A simple 6 variable clinical score may be used to guide use of PYP and increase recognition of ATTR-CM among patients with HFpEF in the community. Further validation in larger and more diverse populations is needed.
转甲状腺素蛋白淀粉样心肌病(ATTR-CM)是射血分数保留型心力衰竭(HFpEF)的一种形式。锝 Tc 99m 焦磷酸盐闪烁扫描(PYP)可用于诊断ATTR-CM。目前尚不清楚 HFpEF 患者中有多少人存在足够高的 ATTR-CM 风险,需要进行 PYP。
制定并验证一种简单的 ATTR-CM 评分,以预测 HFpEF 患者发生 ATTR-CM 的风险增加。
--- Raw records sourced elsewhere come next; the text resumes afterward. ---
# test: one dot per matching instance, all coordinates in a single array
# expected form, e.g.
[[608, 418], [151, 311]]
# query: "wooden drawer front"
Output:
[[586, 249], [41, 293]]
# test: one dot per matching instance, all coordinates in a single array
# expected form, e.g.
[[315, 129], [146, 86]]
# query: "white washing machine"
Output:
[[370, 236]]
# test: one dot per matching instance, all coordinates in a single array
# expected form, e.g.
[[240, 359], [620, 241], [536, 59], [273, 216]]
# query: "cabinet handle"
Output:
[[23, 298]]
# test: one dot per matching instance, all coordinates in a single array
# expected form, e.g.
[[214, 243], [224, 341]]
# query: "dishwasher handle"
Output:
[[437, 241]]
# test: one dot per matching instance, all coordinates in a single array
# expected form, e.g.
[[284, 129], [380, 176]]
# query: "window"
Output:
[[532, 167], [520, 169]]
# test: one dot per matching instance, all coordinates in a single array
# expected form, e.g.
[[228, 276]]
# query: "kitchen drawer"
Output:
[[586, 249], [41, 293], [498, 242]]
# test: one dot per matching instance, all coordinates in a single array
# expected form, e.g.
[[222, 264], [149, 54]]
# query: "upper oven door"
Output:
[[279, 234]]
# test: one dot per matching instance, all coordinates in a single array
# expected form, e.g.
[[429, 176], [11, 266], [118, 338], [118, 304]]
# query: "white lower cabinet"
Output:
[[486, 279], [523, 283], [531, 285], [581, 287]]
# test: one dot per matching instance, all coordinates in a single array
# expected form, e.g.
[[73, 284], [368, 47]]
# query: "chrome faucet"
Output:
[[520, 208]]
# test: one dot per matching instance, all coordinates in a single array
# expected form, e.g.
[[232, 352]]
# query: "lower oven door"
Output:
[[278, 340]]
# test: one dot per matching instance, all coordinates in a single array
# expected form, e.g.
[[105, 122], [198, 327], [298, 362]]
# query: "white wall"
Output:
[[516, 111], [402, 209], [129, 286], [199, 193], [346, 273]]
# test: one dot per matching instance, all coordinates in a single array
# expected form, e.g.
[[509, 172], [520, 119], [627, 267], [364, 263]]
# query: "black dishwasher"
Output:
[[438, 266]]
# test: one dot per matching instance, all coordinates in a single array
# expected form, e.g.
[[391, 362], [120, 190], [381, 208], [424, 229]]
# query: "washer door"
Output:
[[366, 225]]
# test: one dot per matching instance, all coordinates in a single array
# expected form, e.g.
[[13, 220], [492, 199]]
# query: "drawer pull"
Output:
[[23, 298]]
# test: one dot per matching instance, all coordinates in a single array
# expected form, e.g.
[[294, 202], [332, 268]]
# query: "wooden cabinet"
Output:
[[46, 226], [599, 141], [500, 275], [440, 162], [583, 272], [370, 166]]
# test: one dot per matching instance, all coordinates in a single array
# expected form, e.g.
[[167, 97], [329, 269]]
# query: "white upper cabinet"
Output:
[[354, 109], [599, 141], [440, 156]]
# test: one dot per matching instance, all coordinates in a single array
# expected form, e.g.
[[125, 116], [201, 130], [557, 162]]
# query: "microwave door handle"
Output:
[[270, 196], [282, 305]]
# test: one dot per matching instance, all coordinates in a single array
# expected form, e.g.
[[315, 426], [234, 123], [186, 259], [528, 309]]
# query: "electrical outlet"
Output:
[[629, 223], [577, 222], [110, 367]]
设计、地点和参与者:这是一项回顾性队列研究,纳入了 2013 年 5 月 10 日至 2020 年 8 月 31 日期间在明尼苏达州罗切斯特市梅奥诊所因疑似 ATTR-CM 而接受 PYP 的 666 例 HF(射血分数≥40%)患者。这些数据于 2020 年 9 月至 12 月进行分析。从逻辑回归模型中推导出预测 ATTR-CM 的模型,并将其转换为基于分数的 ATTR-CM 风险评分。该评分在社区 ATTR-CM 流行病学研究(HFpEF 伴左心室壁增厚[WT]≥12mm 的老年患者)和外部(伊利诺伊州芝加哥市西北大学)HFpEF 患者接受 PYP 队列中进行了进一步验证。种族由参与者自行报告。在所有队列中,病例患者和对照患者均通过 PYP 扫描和专家评估明确确定。
推导的 ATTR-CM 评分在所有队列(转诊验证、社区验证和外部验证)中的表现,以及 4 项多国 HFpEF 临床试验中高危 ATTR-CM 评分的患病率。
参与者队列包括:转诊推导(n=416;13 名患者[3%]为黑人,380 名患者[94%]为白人;ATTR-CM 患病率为 45%)、转诊验证(n=250;12 名患者[5%]为黑人,228 名患者[93%]为白人;ATTR-CM 患病率为 48%)、社区验证(n=286;5 名患者[2%]为黑人,275 名患者[96%]为白人;ATTR-CM 患病率为 6%)和外部验证(n=66;23 名患者[37%]为黑人,36 名患者[58%]为白人;ATTR-CM 患病率为 39%)。评分变量包括年龄、男性、高血压诊断、相对 WT 大于 0.57、后侧壁 WT 为 12mm 或以上、射血分数低于 60%(评分范围-1 至 10)。区分度(接受者操作特征曲线下面积[AUC]0.89;95%CI,0.86-0.92;P<0.001)和校准(Hosmer-Lemeshow;χ2=4.6;P=0.46)均较强。区分度(AUC≥0.84;P<0.001 用于所有)和校准(Hosmer-Lemeshow χ2=2.8;P=0.84;Hosmer-Lemeshow χ2=4.4;P=0.35;Hosmer-Lemeshow χ2=2.5;P=0.78 在转诊、社区和外部验证队列中)在所有验证队列中均得以维持。在临床相关 ATTR-CM 患病率(HFpEF 患者中≥10%)的情况下,评分≥6(阳性预测值≥25%)具有临床有用的分类性能,准确率-召回率曲线和预测值与患病率图均表明这一点。在 HFpEF 临床试验中,11%至 35%的男性和 0%至 6%的女性患者的高危(≥6)ATTR-CM 评分。
一种简单的 6 变量临床评分可用于指导 PYP 的使用,并提高社区中 HFpEF 患者对 ATTR-CM 的认识。需要在更大、更多样化的人群中进行进一步验证。